Comparison with State-of-the-Art Methods
We compared our full MAFPN-based model against a range of popular one-stage and two-stage object detectors on the same solar panel defect dataset. The results are presented below.
| Model | Backbone | $AP_{50}$ (%) | $AP_{75}$ (%) | $AP_{50:95}$ (%) | Params (M) | FPS |
|---|---|---|---|---|---|---|
| YOLOv3-spp | Darknet-53 | 52.5 | 16.0 | 22.9 | 62.6 | 92 |
| Sparse R-CNN | R50-FPN | 53.7 | 29.6 | 30.8 | 105.95 | 41.3 |
| SSD | RN50 | 54.6 | 21.5 | 26.4 | 23.75 | 16 |
| YOLOvX | Darknet-53 | 66.9 | 25.9 | 33.7 | 8.94 | 89 |
| RetinaNet | R50-FPN | 67.6 | 30.3 | 34.8 | 32.24 | 40 |
| Cascade R-CNN | R101-FPN | 71.1 | 39.5 | 39.4 | 87.93 | 38.5 |
| YOLOv5s | CSPDarknet | 72.2 | – | 38.6 | 7.02 | 101 |
| Our Model (MAFPN) | R50-MAFPN | 76.2 | 39.7 | 41.3 | 49.63 | 26.6 |
Our method achieves the highest $AP_{50}$ and $AP_{50:95}$ among all compared models. It outperforms the efficient one-stage detector YOLOv5s by 4.0% in $AP_{50}$ and 2.7% in $AP_{50:95}$, and surpasses the powerful two-stage Cascade R-CNN (with a larger backbone) by 5.1% in $AP_{50}$ and 1.9% in $AP_{50:95}$. This demonstrates that the architectural innovations in MAFPN are highly effective for the specific challenges posed by infrared-based defect detection in solar panels, offering a better balance between accuracy and model complexity than simply using a larger network or a different detection paradigm.
Conclusion
In this work, we have addressed the critical and challenging problem of automatically detecting defects in solar panels from infrared aerial imagery. The primary obstacles—complex backgrounds, low contrast, and large variation in defect scale—were tackled through a novel neural network design. We proposed the Multi-scale Adaptive Fusion Feature Pyramid Network (MAFPN), which integrates a Feature Enhancement Module (FEM) and an Adaptive Feature Fusion Module (AFM). The FEM strengthens the feature maps by capturing multi-scale context and long-range dependencies, making the network more sensitive to the diverse signatures of faults in solar panels. The AFM refines the feature fusion process itself, using an attention mechanism to selectively emphasize informative channels and spatial regions while suppressing irrelevant background noise.

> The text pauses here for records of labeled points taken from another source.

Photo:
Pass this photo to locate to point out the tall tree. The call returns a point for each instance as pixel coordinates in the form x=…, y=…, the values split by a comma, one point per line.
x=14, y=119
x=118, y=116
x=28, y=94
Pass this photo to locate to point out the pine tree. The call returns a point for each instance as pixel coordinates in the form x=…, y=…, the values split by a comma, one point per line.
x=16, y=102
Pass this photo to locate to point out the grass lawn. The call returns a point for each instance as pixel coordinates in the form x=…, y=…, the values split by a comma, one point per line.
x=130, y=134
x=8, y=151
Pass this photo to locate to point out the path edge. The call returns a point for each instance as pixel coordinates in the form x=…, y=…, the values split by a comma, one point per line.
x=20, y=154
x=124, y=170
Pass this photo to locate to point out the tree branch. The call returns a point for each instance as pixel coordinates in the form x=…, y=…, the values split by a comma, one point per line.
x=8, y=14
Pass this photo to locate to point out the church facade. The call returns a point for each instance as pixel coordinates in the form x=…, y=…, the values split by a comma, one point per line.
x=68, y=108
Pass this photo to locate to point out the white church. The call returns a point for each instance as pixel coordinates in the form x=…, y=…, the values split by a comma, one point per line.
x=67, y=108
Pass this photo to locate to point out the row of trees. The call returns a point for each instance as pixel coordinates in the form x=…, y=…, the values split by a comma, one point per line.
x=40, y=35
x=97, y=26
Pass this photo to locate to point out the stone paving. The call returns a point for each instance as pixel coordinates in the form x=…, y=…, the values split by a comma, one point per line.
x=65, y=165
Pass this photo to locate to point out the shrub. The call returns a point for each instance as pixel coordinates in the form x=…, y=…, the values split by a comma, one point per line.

Extensive experimental evaluations on a real-world dataset confirm the effectiveness of our approach. The ablation study proves the individual and combined value of the proposed modules, and the comparison with state-of-the-art detectors shows that our method achieves superior accuracy. While the model incurs a moderate increase in computational cost, the achieved gain in detection precision is significant for ensuring the reliability and safety of photovoltaic systems. This work provides a robust and effective solution for the automated inspection of solar panels, contributing to the maintenance and optimization of large-scale solar energy installations.